Manajer Pengembangan Bisnis di Memories India, Princy Rana, mengatakan generasi muda dapat belajar tentang gender, rasa hormat, dan hak asasi manusia. "Kemampuan remaja untuk mengembangkan sikap hormat sangat bergantung pada orang tua," kata dia dikutip dari laman HT Lifestyle, Rabu (12/4/2023).

Dia menyebut, untuk mencegah kekerasan, Anda harus sering berbicara kepada yang lebih muda. "Kesadaran akan memotivasi mereka untuk mengambil tindakan,” katanya Rana, dilansir Hindustan Times, Rabu (12/4/2023).

Dia menyarankan untuk memulai percakapan tentang peran gender sejak dini dan karakteristik stereotipe pria dan wanita. “Kita harus menanamkan rasa tanggung jawab sosial di kalangan remaja. Menetapkan batasan dan berlatih dengan persetujuan harus menjadi bagian sehari-hari dari kehidupan seorang anak,” ujar Rana.

Rana mengusulkan, melibatkan anak dalam bimbingan teman sebaya akan memberi kesempatan menyelidiki dan menentang sikap, keyakinan, dan ekspektasi budaya yang mendasari semua kekerasan berbasis gender di masyarakat. Trainer untuk remaja dan dewasa muda, Priyanka Joshi, mengatakan pemberdayaan dan pendidikan adalah kunci untuk mengakhiri kekerasan berbasis gender.

Menurut Priyanka, Anda harus mendorong kaum muda untuk berbicara menentang segala bentuk kekerasan. Dengan memberi mereka pengetahuan untuk mengenali dan mengatasi perilaku berbahaya, Anda dapat menciptakan generasi individu yang stabil secara emosional. Salah satu pendekatan yang efektif adalah melibatkan remaja dalam percakapan yang terbuka dan jujur tentang hubungan sehat di sekolah atau platform daring.

“Anda harus menghilangkan akar dari perilaku tersebut. Mendidik anak tentang regulasi emosi adalah salah satu langkahnya," ujarnya.

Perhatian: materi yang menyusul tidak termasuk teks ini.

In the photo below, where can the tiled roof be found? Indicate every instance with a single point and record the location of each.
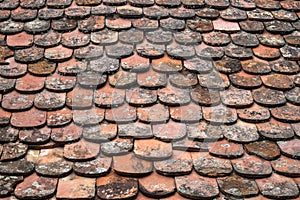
(149, 99)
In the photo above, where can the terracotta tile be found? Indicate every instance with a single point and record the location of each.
(34, 118)
(75, 39)
(100, 133)
(149, 50)
(48, 39)
(219, 114)
(195, 186)
(104, 37)
(188, 113)
(116, 187)
(28, 189)
(81, 187)
(152, 149)
(275, 130)
(245, 80)
(58, 53)
(286, 166)
(66, 134)
(287, 113)
(170, 131)
(290, 148)
(173, 96)
(52, 163)
(172, 24)
(156, 12)
(97, 167)
(104, 65)
(8, 134)
(208, 165)
(226, 149)
(81, 150)
(200, 25)
(80, 98)
(268, 97)
(64, 24)
(235, 97)
(156, 185)
(204, 96)
(108, 96)
(35, 136)
(179, 164)
(15, 101)
(122, 114)
(135, 63)
(140, 96)
(7, 184)
(59, 83)
(238, 186)
(278, 186)
(130, 165)
(20, 167)
(254, 114)
(117, 146)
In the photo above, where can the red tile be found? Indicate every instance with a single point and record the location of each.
(28, 188)
(211, 166)
(52, 163)
(179, 164)
(197, 187)
(116, 187)
(226, 149)
(130, 165)
(152, 149)
(34, 118)
(157, 186)
(81, 187)
(278, 186)
(238, 186)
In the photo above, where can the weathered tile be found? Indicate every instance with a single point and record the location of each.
(238, 186)
(156, 185)
(82, 187)
(195, 186)
(152, 149)
(275, 130)
(117, 146)
(226, 149)
(277, 186)
(130, 165)
(36, 186)
(211, 166)
(52, 163)
(116, 187)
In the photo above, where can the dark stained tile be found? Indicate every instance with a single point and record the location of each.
(195, 186)
(28, 188)
(152, 149)
(34, 118)
(226, 149)
(275, 130)
(97, 167)
(82, 187)
(116, 187)
(130, 165)
(117, 147)
(52, 163)
(211, 166)
(277, 186)
(81, 150)
(157, 185)
(237, 186)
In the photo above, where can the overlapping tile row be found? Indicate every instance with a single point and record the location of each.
(149, 99)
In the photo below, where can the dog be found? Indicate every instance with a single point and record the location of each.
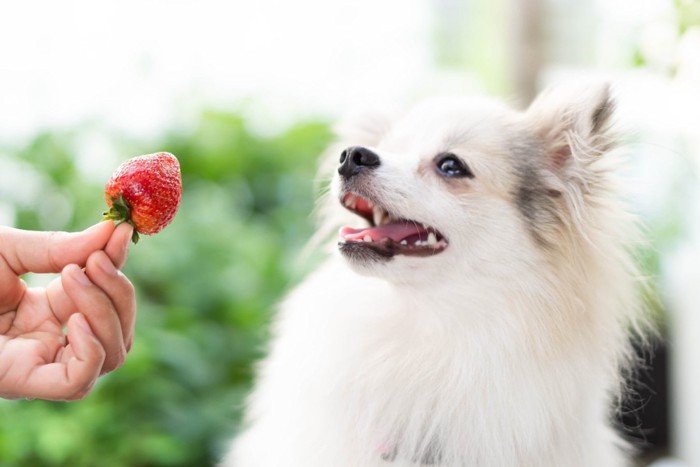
(479, 308)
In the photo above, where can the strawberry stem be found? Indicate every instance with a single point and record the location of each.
(119, 212)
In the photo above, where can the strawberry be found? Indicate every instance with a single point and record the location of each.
(145, 191)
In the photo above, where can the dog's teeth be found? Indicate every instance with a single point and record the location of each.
(350, 201)
(379, 216)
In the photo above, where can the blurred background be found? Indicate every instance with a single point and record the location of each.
(245, 94)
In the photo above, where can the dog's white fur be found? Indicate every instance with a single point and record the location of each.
(507, 348)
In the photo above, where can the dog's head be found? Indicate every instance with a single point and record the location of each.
(471, 184)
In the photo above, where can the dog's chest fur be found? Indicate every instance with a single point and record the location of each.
(408, 376)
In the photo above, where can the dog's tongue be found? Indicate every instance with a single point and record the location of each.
(396, 231)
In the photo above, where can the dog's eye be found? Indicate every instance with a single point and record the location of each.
(451, 166)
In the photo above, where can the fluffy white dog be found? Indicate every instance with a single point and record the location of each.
(479, 310)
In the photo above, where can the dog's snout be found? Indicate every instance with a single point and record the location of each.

Joshi mengatakan, ketika anak-anak tidak diajari cara sehat untuk mengekspresikan emosi, mereka mungkin mengekspresikannya dengan cara tidak sehat. Kecanduan, kekerasan berbasis gender, dan intimidasi ekstrem adalah beberapa di antaranya. Kecenderungan untuk mengontrol, menyakiti secara fisik dan emosional berasal dari kebutuhan individu yang tidak terpenuhi. Sebagian besar kebutuhan yang tidak terpenuhi muncul dari masa kanak-kanak yang sulit, di mana orang tua sering kali tidak tersedia secara emosional.

“Beberapa penelitian menunjukkan bahwa sebagian besar pelaku kekerasan berbasis gender berasal dari rumah anak-anak angkat dan panti asuhan, di mana kebutuhan emosional mereka tidak pernah terpenuhi,” ujar Joshi.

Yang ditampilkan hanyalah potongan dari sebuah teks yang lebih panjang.